Affiliation:
1. Radboudumc, Otorhinolaryngology, Head and Neck Surgery Nijmegen The Netherlands
2. INSEAD Asia Campus Singapore Singapore
3. Fontys University of Applied Sciences Eindhoven Noord‐Brabant The Netherlands
Abstract
AbstractTalk by members of executive hospital boards influences the organizational positioning of nurses. Talk is a relational leadership practice. Using a qualitative‐interpretive design we organized focus group meetings wherein members of executive hospital boards (7), nurses (14), physicians (7), and managers (6), from 15 Dutch hospitals, discussed the organizational positioning of nursing during COVID crisis. We found that members of executive hospital boards consider the positioning of nursing in crisis a task of nurses themselves and not as a collective, interdependent, and/or specific board responsibility.
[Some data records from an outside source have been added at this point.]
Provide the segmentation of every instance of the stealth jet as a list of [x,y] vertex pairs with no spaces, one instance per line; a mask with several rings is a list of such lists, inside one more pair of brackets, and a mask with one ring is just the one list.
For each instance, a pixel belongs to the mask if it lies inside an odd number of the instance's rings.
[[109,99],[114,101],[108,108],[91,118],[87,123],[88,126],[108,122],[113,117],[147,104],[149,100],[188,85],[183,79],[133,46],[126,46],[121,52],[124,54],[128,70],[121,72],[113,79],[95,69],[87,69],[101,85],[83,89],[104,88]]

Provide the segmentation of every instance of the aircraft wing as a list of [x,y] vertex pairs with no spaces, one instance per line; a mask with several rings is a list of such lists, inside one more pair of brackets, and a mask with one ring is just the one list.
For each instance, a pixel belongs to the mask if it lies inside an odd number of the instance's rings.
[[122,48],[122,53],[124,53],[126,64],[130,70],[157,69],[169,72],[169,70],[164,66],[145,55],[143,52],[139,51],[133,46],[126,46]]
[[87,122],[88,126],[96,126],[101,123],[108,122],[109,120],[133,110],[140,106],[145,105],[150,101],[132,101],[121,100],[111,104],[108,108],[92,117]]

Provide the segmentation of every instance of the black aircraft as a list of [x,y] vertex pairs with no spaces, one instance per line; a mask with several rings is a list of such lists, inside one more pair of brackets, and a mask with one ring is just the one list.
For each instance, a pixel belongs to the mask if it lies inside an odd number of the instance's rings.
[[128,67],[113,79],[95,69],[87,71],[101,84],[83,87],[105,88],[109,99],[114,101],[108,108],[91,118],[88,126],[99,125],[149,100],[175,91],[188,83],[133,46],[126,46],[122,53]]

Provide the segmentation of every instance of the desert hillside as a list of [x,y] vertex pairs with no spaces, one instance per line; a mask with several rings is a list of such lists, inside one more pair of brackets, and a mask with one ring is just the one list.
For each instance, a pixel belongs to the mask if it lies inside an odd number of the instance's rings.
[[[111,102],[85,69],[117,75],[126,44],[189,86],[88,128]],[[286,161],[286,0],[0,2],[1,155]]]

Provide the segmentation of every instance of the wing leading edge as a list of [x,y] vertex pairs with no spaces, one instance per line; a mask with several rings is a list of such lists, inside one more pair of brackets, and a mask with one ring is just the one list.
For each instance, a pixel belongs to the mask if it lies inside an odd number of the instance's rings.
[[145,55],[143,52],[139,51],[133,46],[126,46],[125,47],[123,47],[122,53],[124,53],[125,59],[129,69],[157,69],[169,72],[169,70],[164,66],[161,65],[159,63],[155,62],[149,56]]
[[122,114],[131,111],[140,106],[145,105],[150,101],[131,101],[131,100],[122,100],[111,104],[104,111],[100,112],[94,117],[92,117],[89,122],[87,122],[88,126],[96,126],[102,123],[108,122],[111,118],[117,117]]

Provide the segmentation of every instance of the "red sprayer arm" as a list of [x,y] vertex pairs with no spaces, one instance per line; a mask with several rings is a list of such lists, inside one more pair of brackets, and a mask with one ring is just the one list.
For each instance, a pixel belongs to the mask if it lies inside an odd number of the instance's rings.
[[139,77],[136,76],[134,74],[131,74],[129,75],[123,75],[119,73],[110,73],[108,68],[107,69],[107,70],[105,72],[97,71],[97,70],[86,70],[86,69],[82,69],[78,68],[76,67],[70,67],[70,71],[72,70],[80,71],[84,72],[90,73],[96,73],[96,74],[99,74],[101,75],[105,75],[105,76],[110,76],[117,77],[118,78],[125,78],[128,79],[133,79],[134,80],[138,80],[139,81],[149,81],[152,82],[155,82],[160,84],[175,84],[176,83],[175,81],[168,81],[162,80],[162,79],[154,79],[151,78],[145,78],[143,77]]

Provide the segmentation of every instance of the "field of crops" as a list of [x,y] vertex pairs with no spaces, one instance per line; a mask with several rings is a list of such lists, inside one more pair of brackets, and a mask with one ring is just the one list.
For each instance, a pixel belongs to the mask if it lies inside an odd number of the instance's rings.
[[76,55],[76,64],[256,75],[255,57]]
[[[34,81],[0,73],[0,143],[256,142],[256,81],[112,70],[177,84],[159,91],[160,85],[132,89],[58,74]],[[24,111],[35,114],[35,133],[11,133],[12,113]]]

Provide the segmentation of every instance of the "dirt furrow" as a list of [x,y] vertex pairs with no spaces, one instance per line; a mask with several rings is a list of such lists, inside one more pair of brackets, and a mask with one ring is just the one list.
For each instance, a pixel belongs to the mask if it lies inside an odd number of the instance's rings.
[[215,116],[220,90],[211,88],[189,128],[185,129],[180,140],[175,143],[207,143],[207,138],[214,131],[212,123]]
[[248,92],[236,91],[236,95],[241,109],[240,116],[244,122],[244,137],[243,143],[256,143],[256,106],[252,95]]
Furthermore, members of executive hospital boards talk about the nursing profession as (1) more practical than strategic, (2) ambiguous in positioning, and (3) distinctive from the medical profession. Such talk seemingly contrasts with the notion of interdependence that highlights how actors depend on each other in interaction. Interdependence is central to collaboration in hospital crises. In this paper, therefore, we depart from the members of executive hospital boards as leader and “positioner,” and focus on talk—as a discursive leadership practice—to illuminate leadership and governance in hospitals in crisis, as social, interdependent processes.